Ce génial Bilal, nous entraîne dans une histoire de science-fiction, mais est-ce bien de la science-fiction ? Car, j’en suis sûre, Bilal en écrivant et dessinant cette histoire avait quelque chose de précis en tête : avec les nouvelles technologies tout est géré par l’informatique, et si un jour un énorme bug paralysait la planète toute entière ? Très bon scénario qui fait froid dans le dos mais l’illustration est très belle, ouf ! Deux autres opus sont prévus, vivement la suite !

LOISEL, Mélanie/ Ma réserve dans ma chair : l’histoire de Marly Fontaine

Fides, 2017

Si je me suis tant intéressée à cette histoire, écrit Mélanie Loisel, c’est parce que cette jeune femme autochtone, qui a été écorchée par la vie, est bel et bien vivante. Contrairement à ses sœurs disparues ou assassinées, elle peut parler. Elle peut raconter son histoire comme bon lui semble, avec ses hauts et ses bas, ses joies et ses peines, ses rêves et ses désillusions, et même avec ses limites.

C’est par un geste courageux qui donne à réfléchir que Marly Fontaine a pris la parole.

«Le 20 avril 2017, dans le cadre de mon projet final d’université, je me suis fait tatouer sur mon avant-bras gauche le numéro 0800381101. 0800 signifie la communauté à laquelle j’appartiens, celle de Uashat Mak-Maliotenam. 3811 est mon identité. 01 veut dire que j’ai acquis mon propre numéro pour ma propre descendance. Je suis donc un numéro aux yeux du gouvernement canadien. Je suis le 0800381101.»

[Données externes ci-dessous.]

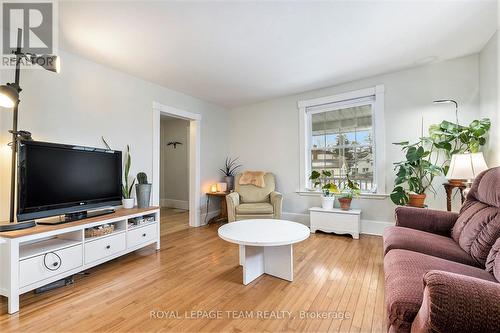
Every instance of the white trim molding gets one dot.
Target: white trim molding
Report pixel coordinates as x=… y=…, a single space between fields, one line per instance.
x=377 y=94
x=194 y=157
x=173 y=203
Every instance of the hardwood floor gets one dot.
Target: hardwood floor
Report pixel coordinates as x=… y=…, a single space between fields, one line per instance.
x=196 y=276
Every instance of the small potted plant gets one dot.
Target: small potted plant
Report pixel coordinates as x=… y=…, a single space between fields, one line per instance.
x=127 y=201
x=229 y=169
x=328 y=189
x=414 y=175
x=143 y=190
x=350 y=190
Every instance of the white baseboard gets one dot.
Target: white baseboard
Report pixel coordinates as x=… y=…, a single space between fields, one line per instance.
x=204 y=217
x=172 y=203
x=368 y=227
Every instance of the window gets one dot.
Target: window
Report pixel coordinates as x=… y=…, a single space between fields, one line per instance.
x=339 y=135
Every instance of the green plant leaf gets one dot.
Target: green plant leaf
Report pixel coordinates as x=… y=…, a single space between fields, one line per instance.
x=399 y=196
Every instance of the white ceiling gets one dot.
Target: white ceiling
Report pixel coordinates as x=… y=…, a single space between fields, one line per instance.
x=236 y=53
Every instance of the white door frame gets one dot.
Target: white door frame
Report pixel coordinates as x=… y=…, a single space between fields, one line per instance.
x=194 y=157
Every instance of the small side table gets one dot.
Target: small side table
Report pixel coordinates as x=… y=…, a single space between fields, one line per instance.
x=222 y=217
x=335 y=220
x=449 y=189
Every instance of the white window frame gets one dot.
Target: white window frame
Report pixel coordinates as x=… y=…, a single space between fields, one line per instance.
x=378 y=133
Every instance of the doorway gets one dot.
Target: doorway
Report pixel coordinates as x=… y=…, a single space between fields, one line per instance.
x=174 y=172
x=190 y=123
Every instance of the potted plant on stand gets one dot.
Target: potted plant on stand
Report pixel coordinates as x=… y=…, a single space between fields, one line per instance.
x=350 y=190
x=328 y=189
x=127 y=201
x=143 y=190
x=414 y=175
x=229 y=169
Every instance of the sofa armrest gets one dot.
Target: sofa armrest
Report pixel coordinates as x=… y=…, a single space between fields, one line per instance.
x=232 y=200
x=429 y=220
x=458 y=303
x=277 y=202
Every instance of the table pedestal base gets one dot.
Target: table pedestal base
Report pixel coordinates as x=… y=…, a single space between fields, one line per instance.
x=272 y=260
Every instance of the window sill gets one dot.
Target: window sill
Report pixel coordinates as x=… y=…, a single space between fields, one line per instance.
x=376 y=196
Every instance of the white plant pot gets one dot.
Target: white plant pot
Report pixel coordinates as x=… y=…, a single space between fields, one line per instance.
x=327 y=202
x=128 y=203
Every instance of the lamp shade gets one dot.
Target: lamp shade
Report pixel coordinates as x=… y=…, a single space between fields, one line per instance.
x=8 y=96
x=466 y=166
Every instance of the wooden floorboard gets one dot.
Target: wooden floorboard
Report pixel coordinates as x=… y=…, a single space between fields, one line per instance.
x=338 y=287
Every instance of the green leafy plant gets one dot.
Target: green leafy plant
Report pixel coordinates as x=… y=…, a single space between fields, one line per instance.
x=456 y=139
x=126 y=188
x=323 y=179
x=142 y=178
x=416 y=173
x=230 y=167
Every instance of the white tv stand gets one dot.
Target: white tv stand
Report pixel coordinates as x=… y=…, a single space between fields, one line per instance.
x=34 y=257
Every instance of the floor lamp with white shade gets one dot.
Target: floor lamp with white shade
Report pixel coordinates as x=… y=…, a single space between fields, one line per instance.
x=465 y=167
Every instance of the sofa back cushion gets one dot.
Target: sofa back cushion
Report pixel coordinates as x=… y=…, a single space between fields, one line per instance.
x=252 y=193
x=493 y=260
x=478 y=224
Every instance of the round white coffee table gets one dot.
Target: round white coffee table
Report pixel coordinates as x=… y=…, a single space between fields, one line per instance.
x=265 y=246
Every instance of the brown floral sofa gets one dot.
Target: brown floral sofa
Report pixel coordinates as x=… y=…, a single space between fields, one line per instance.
x=442 y=269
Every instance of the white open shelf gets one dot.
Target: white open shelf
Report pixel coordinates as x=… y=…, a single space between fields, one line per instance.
x=49 y=245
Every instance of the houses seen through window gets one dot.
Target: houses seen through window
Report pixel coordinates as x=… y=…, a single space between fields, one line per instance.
x=342 y=141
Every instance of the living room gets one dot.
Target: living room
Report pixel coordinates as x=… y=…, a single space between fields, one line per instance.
x=310 y=129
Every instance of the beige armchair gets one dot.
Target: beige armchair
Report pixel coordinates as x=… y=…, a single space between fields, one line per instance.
x=252 y=202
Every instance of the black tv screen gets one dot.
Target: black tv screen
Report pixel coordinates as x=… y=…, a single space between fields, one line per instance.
x=55 y=179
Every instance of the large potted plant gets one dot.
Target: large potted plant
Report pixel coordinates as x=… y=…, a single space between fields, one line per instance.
x=328 y=189
x=414 y=175
x=127 y=201
x=228 y=171
x=143 y=190
x=349 y=191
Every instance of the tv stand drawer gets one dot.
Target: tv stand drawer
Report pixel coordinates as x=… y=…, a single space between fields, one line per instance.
x=141 y=235
x=104 y=247
x=49 y=264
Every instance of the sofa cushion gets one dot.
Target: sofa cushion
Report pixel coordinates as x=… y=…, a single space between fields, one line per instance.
x=404 y=271
x=426 y=243
x=254 y=208
x=493 y=260
x=252 y=193
x=478 y=225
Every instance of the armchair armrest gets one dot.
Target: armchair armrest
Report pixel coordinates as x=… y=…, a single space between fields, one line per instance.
x=232 y=200
x=277 y=202
x=429 y=220
x=458 y=303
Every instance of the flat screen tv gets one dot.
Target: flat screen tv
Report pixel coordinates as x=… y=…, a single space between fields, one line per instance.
x=56 y=179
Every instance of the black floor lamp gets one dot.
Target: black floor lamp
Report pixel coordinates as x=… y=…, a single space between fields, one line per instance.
x=9 y=98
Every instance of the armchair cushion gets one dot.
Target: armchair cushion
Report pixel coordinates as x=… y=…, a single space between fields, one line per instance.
x=458 y=303
x=478 y=226
x=429 y=220
x=426 y=243
x=403 y=283
x=254 y=208
x=252 y=193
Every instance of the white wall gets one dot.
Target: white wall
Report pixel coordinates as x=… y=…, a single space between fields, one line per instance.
x=266 y=137
x=174 y=166
x=488 y=84
x=86 y=101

Originaire de Fermont, dans le Nord québécois, Mélanie Loisel œuvre dans le domaine des médias au Québec et au Canada depuis plus d’une douzaine d’années. On doit à cette globe-trotter une grande variété de reportages qui ont été diffusés à Radio-Canada et publiés dans divers journaux et magazines dont Le Devoir. Elle est l’auteure des ouvrages à succès Ils ont vécu le siècle. De la Shoah à la Syrie et Ma vie en partage. Entretiens avec Martin Gray.                                 

Diplômée en arts visuels et médiatiques de l’UQAM, Marly Fontaine se consacre à son travail de création afin de sensibiliser les gens à la réalité des Autochtones et à leur histoire largement méconnue. Pour caractériser son travail de création, les médias n’hésitent pas à parler d’art coup de poing.

Si vous l’ignorez encore, les autochtones amérindiens vivent toujours dans des réserves attribuées par le Gouvernement fédéral du Canada. Entre 1831 et 1996, oui avez bien lu ! 1996, les enfants sont envoyés dans des pensionnats indiens. Ce sont des écoles religieuses financées par l’État créées pour assimiler les enfants autochtones dans la culture eurocanadienne. On peut appeler cela « un génocide culturel ». À cette lecture on ne peut qu’être en empathie avec les amérindiens.